I still think that maybe in a little while, when we see how this feature get's used, a blog post about it could be really nice, as it's quite an interesting feature for other civic tech developers.

equivalentideas commented 9 years ago

Is this kind of what you were thinking for the scraper page notice @mlandauer ?

screen shot 2015-05-07 at 12 45 52 pm

equivalentideas commented 9 years ago

For the notice on the API page we could use a panel with a warning style:

screen shot 2015-05-07 at 12 53 55 pm

Privacy

To promote collaboration on morph.io we show the list of people who have downloaded a scraper. This includes people downloading the data through API requests. We hope you can use this feature to connect with other people with similar interests to you.

If it is important for you to protect your identity in downloading data from morph.io, you could make an alterate github account and email that you use for this work. If this is not an option, please contact us. We'll do our best to help if you explain you're circumstances. Morph is the scraping platform for civic hackers, activists and researchers. We understand there are times when this work must be protected.

This is probably too long, but just wanted to get down the main points for the api page.

mlandauer commented 9 years ago

@equivalentideas On the scraper page I think it would be nice if the notice was closer to the download button because it's when looking at those that the information is most useful

equivalentideas commented 9 years ago

@equivalentideas On the scraper page I think it would be nice if the notice was closer to the download button because it's when looking at those that the information is most useful

:+1: I'll do a PR with something simple and we can go from there.

equivalentideas commented 9 years ago

screen shot 2015-05-07 at 2 39 24 pm screen shot 2015-05-07 at 2 39 37 pm

Ideas for text for the notice, trying to say "Your avatar will be shown on this page once you have downloaded this data" but short, simple, and from their perspective:

equivalentideas commented 9 years ago

@henare suggested I make it a bit more obvious will a colour or alert style of some kinda. Gonna give that a go.

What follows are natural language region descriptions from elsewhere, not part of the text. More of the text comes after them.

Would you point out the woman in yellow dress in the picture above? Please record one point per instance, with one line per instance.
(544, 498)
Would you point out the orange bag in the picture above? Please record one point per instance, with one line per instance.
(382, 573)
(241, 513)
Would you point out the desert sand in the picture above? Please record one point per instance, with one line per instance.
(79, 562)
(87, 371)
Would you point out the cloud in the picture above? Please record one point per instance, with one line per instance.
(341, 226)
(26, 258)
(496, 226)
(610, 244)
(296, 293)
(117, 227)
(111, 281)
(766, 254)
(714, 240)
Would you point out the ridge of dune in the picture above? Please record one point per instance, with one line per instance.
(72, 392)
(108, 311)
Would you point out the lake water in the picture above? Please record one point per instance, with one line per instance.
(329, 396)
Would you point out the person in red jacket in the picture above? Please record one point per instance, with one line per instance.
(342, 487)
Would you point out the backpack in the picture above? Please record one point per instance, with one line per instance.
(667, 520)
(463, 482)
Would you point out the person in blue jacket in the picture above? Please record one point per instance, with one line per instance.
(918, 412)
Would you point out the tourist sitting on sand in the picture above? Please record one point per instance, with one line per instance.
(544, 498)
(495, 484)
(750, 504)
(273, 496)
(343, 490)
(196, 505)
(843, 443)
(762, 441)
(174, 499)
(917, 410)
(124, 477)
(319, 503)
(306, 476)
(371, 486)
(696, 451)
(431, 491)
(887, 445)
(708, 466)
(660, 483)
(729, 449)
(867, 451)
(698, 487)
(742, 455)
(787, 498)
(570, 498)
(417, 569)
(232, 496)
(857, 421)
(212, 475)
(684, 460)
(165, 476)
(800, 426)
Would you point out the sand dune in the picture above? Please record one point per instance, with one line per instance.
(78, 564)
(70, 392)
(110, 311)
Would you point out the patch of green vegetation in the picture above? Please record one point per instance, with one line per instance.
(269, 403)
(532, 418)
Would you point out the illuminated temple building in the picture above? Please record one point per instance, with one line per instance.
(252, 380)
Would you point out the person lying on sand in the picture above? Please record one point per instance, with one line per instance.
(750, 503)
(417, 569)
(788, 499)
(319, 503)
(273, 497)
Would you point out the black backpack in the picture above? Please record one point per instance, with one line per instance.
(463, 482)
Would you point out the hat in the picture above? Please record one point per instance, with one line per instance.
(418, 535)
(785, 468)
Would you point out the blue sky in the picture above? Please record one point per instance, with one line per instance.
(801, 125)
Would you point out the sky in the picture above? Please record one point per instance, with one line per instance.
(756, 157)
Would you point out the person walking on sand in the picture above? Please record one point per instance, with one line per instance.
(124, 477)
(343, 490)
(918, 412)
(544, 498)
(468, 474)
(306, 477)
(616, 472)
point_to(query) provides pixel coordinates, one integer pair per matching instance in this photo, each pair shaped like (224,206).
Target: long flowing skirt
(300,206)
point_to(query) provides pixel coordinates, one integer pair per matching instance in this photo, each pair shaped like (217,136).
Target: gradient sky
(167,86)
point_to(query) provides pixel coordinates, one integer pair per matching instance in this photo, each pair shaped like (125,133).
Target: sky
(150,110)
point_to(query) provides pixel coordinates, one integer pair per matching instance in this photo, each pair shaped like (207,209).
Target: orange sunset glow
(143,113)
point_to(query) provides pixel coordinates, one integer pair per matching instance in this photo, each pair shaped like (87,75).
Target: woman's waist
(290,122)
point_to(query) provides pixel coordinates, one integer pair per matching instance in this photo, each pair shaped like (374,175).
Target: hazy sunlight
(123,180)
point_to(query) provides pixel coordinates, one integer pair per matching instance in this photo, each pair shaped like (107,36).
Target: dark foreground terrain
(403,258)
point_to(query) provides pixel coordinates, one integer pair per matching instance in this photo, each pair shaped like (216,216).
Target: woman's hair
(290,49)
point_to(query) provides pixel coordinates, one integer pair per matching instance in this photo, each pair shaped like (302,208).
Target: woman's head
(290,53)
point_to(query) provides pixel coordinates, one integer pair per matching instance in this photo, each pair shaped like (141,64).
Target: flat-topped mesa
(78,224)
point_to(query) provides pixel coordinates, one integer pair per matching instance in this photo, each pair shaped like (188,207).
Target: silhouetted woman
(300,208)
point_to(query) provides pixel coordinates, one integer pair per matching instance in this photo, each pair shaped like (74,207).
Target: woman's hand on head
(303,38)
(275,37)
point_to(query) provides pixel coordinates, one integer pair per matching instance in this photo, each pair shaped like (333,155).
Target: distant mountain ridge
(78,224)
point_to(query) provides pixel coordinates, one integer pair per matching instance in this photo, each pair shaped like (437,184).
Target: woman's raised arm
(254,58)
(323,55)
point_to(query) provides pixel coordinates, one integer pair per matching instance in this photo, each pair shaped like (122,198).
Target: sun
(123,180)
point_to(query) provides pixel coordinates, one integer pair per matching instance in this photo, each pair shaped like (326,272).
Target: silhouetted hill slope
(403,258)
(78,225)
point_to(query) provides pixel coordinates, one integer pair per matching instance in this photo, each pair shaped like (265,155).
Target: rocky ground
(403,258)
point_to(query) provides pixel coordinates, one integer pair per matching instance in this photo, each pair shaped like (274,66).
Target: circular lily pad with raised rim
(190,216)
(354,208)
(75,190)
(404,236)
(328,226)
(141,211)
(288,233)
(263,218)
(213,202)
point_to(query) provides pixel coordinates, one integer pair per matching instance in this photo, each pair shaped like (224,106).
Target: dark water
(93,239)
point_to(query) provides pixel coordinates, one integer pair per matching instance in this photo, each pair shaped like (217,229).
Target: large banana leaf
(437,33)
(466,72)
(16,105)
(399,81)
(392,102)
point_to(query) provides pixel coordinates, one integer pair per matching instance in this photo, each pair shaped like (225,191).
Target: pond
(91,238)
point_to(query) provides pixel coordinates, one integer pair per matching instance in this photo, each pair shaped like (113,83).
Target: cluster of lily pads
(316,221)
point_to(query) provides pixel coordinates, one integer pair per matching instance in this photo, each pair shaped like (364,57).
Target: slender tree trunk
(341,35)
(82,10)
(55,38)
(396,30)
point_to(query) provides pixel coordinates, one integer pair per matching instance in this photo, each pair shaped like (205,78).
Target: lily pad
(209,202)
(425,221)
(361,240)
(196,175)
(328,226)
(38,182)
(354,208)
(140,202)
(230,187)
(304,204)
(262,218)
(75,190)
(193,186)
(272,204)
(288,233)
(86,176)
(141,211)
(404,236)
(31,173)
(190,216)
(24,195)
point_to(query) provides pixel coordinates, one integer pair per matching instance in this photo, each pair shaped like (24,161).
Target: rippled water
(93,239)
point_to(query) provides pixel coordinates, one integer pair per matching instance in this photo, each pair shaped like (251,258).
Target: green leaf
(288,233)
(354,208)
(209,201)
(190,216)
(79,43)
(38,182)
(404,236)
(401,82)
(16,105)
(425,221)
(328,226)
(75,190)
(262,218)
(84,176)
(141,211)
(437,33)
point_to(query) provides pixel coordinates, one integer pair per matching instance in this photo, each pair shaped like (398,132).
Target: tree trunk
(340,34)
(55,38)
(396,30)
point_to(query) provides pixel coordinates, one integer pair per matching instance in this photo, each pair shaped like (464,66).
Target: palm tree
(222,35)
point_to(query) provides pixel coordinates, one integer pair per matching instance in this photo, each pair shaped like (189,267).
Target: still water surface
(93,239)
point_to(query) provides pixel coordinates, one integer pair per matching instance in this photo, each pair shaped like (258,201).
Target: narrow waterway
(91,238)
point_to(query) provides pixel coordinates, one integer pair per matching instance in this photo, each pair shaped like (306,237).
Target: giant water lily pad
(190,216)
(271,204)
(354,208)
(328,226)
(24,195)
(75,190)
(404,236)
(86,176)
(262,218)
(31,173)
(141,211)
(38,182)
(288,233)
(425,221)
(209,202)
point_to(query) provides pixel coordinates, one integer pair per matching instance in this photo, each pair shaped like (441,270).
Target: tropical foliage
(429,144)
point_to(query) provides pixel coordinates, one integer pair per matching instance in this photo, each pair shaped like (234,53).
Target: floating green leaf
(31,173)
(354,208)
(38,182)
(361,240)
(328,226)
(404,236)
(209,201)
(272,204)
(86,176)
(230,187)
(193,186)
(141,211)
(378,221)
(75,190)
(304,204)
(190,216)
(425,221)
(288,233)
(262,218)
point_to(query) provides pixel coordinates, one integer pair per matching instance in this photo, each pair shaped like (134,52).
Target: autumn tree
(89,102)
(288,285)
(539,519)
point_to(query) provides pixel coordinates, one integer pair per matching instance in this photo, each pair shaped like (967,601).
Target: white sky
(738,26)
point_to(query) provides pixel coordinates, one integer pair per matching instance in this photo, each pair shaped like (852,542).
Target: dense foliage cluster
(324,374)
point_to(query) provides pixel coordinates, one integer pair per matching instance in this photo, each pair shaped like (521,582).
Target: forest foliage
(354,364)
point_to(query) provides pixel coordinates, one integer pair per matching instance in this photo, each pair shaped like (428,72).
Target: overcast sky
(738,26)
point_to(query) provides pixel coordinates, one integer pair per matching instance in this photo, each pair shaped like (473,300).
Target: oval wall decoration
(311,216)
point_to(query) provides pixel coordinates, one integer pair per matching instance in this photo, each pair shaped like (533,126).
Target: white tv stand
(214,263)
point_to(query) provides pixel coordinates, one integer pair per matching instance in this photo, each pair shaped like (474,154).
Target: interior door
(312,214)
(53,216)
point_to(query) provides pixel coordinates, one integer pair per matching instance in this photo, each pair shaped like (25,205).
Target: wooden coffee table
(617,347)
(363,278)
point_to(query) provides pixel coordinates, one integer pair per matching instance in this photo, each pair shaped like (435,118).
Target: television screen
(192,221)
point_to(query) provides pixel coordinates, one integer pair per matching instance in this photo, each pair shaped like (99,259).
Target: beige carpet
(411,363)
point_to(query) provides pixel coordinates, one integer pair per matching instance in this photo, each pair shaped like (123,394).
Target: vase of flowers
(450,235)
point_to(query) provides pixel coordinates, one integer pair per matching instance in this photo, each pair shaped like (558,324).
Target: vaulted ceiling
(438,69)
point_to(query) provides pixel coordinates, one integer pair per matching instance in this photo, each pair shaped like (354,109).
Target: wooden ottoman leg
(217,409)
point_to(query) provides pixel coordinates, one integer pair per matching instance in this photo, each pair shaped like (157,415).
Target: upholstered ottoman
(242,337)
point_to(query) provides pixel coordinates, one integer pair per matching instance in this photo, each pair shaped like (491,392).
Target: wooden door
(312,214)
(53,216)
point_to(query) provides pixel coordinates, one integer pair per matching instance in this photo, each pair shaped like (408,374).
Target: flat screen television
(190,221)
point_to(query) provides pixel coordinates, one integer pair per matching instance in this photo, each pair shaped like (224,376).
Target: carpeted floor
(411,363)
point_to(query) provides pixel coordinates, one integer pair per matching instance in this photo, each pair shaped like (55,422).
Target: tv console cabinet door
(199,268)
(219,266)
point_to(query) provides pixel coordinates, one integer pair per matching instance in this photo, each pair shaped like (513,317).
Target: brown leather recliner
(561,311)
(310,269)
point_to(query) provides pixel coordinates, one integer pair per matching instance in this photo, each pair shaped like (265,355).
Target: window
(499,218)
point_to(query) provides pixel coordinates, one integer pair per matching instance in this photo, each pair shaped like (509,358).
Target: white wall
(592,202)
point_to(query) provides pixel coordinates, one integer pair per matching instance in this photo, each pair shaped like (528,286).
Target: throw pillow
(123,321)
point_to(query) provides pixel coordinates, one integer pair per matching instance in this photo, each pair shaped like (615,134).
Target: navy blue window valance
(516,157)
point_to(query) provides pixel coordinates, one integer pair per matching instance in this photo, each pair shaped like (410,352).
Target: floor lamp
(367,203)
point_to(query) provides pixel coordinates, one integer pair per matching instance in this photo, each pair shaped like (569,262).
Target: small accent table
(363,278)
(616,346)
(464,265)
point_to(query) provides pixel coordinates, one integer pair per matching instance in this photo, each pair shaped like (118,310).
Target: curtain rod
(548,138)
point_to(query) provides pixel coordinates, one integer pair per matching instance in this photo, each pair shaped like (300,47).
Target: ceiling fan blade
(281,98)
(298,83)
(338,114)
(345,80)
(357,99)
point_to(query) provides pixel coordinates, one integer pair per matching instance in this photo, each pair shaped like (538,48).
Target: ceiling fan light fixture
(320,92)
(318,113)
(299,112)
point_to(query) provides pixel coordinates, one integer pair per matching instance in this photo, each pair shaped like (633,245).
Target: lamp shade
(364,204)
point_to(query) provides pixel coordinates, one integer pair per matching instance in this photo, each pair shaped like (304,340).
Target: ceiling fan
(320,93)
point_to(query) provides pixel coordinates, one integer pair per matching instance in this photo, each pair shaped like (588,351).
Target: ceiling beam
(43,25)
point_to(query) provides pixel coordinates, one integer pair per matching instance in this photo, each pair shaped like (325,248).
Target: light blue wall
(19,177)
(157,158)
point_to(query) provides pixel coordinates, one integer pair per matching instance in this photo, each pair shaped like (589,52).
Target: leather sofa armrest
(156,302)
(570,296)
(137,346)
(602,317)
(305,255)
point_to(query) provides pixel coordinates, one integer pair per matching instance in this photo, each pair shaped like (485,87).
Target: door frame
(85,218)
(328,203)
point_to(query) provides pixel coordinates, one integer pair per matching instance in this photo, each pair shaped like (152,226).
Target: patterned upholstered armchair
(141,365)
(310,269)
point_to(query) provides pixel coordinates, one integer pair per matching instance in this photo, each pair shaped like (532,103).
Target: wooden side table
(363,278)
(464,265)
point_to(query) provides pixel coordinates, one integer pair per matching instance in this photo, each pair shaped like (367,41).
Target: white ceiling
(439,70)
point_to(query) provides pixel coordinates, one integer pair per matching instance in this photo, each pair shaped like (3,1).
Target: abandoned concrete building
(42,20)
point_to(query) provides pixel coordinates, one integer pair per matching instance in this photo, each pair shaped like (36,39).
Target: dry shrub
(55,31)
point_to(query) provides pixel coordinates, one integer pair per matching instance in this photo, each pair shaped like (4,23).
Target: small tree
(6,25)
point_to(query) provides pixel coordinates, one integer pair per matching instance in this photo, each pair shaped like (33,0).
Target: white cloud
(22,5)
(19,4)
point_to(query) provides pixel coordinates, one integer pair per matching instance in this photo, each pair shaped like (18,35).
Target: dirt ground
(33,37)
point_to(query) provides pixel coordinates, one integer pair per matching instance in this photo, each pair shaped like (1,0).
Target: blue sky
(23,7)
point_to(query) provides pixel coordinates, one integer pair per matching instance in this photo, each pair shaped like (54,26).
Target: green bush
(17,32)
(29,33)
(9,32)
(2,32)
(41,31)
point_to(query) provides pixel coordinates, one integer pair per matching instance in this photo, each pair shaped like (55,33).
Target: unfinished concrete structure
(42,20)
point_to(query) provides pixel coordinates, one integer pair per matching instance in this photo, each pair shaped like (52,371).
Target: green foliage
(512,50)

mlandauer commented 9 years ago

I think I like "Your downloads will be shown above" the best. Just replacing the "displayed" with the simpler and shorter "shown".

I think there should also be a link to a short paragraph explaining things in a little more detail - more specifically why we're doing this (to encourage serendipity and allow people to understand who and how people are using the data).

The link could be something as simple as "Why?"

Your downloads will be shown above. Why?